Globe, which accounts for about 45 percent of Ayalas earnings, is expected to drive a surge in the conglomerates earnings this year on an anticipated boom in text messaging and voice calls around general elections on May 10.
"It might have contributed to Ayalas improvement in the fourth quarter but the full impact will be felt really this year," said Laura Dy-Liacco, stock analyst at ATR Kim Eng Securities. "The major driver in terms of growth is still Globe Telecom."
Ayala, which also owns number two lender Bank of the Philippine Islands and leading property firm Ayala Land Inc., is expected to report a fourth-quarter profit of P631-million, according to Reuters Research.
It suffered a P260-million loss in the final quarter of the previous year when it paid off debt and provided for losses at its Burger King franchise.
The 169-year-old group, which also has interests in car dealerships, information technology and electronics, is due to release its 2003 results on Tuesday.
In November, Ayala raised its holding in Globe to 40 percent from about 32 percent after Germanys Deutsche Telekom AG sold its stake to cut debt.
Globe trails PLDT
Ayalas investor relations chief Alfonso Reyes has said he expects the bigger stake in Globe to help group profits in the fourth quarter, a season usually reserved for making provisions for weak businesses.
Globe has a 40-percent share of the lucrative but little penetrated local mobile market, trailing the 57 percent held by the two cellular units of Philippine Long Distance Telephone Co.
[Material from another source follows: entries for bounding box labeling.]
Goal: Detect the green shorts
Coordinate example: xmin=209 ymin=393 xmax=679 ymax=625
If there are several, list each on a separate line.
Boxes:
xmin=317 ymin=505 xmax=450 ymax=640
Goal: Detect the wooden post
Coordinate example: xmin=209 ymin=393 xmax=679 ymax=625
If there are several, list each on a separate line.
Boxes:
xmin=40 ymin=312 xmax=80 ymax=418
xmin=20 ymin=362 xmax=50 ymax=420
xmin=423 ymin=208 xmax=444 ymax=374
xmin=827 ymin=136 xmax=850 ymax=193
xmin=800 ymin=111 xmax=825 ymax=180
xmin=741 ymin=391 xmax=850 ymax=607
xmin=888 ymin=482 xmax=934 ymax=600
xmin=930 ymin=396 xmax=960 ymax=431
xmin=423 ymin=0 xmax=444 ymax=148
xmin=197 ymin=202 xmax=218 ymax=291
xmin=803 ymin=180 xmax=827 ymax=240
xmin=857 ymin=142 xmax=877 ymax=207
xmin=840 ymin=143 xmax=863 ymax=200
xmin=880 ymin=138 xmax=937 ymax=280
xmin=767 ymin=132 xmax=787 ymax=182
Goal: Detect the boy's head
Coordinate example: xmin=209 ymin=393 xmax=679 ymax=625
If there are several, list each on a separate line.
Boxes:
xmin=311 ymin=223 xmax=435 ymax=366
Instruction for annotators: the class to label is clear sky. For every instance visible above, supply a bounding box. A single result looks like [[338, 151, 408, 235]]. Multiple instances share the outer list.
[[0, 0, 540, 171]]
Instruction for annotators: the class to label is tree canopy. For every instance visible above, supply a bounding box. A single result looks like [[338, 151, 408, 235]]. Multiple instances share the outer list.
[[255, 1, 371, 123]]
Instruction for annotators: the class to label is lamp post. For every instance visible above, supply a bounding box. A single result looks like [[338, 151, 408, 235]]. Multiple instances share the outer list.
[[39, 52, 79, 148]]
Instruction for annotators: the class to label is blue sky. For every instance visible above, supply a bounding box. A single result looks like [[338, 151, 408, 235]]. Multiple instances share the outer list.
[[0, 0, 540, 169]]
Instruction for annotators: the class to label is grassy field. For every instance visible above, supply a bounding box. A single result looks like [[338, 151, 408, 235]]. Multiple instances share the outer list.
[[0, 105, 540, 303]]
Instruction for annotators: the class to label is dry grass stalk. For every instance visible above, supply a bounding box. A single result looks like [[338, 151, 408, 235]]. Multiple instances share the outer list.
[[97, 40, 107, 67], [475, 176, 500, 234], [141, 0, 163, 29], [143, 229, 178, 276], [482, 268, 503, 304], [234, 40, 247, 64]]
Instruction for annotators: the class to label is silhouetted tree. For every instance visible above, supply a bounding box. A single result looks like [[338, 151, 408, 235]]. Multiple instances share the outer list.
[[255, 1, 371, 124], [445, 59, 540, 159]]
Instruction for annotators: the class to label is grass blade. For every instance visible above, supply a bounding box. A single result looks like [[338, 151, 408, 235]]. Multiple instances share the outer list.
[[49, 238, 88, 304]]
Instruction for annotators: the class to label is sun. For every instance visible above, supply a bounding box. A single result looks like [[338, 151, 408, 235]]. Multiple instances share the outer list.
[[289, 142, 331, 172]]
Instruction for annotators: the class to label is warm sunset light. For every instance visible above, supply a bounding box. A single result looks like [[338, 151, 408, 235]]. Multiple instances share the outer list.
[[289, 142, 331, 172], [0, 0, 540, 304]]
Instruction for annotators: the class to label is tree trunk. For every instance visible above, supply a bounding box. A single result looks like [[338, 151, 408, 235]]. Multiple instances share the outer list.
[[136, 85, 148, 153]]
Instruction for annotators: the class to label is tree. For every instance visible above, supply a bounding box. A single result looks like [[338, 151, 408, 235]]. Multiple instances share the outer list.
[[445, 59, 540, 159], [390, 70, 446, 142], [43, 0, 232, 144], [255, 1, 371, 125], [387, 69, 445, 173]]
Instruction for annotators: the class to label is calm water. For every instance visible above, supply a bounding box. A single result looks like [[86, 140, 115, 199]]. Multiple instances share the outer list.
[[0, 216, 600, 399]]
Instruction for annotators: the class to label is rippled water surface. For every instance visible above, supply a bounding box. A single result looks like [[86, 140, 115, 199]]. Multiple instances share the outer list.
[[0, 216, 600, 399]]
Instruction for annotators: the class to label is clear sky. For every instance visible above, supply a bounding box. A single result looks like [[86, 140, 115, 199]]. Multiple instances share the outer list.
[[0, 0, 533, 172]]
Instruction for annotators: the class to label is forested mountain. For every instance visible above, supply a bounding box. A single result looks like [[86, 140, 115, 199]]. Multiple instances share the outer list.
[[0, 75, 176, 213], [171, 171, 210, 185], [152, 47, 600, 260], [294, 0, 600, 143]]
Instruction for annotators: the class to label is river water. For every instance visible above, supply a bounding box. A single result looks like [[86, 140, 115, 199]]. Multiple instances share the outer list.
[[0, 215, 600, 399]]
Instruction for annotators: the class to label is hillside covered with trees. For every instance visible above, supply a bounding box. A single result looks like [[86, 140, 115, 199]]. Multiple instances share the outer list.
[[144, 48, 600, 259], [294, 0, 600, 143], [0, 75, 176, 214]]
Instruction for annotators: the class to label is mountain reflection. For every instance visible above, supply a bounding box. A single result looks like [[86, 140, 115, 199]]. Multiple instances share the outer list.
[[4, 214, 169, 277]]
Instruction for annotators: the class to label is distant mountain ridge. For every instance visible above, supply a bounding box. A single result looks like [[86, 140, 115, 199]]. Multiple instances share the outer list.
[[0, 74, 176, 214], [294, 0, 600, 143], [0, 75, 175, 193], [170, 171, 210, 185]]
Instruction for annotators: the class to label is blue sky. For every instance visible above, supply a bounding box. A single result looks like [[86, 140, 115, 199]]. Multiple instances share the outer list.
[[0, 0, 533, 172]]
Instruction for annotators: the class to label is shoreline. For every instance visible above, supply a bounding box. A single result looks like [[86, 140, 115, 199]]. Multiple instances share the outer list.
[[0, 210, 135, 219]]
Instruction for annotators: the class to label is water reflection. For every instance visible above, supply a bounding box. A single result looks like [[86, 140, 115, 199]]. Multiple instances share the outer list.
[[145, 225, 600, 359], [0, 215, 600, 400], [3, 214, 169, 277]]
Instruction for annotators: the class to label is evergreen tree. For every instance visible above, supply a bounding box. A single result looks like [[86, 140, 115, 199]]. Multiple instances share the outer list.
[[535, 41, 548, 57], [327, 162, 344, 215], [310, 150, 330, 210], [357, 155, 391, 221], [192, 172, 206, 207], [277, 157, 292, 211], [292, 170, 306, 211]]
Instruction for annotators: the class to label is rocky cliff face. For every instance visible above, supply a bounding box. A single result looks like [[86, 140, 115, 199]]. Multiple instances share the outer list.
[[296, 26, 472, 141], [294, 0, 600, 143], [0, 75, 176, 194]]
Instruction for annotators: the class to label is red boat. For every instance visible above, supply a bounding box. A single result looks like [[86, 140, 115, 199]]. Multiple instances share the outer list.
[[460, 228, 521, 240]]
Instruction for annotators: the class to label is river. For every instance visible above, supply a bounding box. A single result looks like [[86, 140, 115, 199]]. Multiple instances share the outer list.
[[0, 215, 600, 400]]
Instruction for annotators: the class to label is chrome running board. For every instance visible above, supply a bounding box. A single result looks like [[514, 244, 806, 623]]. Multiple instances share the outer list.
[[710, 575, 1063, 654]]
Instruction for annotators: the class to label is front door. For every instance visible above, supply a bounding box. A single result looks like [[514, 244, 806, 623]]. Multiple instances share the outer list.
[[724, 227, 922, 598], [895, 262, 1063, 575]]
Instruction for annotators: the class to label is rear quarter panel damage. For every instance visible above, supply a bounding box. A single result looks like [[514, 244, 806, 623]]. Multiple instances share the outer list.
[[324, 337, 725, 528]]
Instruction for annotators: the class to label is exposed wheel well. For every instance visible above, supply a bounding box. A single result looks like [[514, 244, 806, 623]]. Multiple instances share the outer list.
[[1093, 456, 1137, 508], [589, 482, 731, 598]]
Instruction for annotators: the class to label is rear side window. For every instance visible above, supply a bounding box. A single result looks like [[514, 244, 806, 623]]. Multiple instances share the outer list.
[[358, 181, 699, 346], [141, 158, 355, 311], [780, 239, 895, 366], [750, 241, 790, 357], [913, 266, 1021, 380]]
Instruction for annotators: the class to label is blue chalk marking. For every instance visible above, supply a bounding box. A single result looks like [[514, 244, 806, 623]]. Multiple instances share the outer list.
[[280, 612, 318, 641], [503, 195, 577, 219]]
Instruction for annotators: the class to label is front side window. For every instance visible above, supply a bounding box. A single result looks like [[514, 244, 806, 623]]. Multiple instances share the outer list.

For the full-year, analysts expected net profits to rise to P2.83 billion from P2.39 billion in 2002, and to soar to P4.48 billion this year, according to Reuters Research.
But forecasts vary widely. Liacco expects fourth-quarter net profits of P270 million and 2003 net income of P2.47 billion, while Gilbert Lopez, an analyst at ING Equities, expected 2003 profits of P3.37 billion.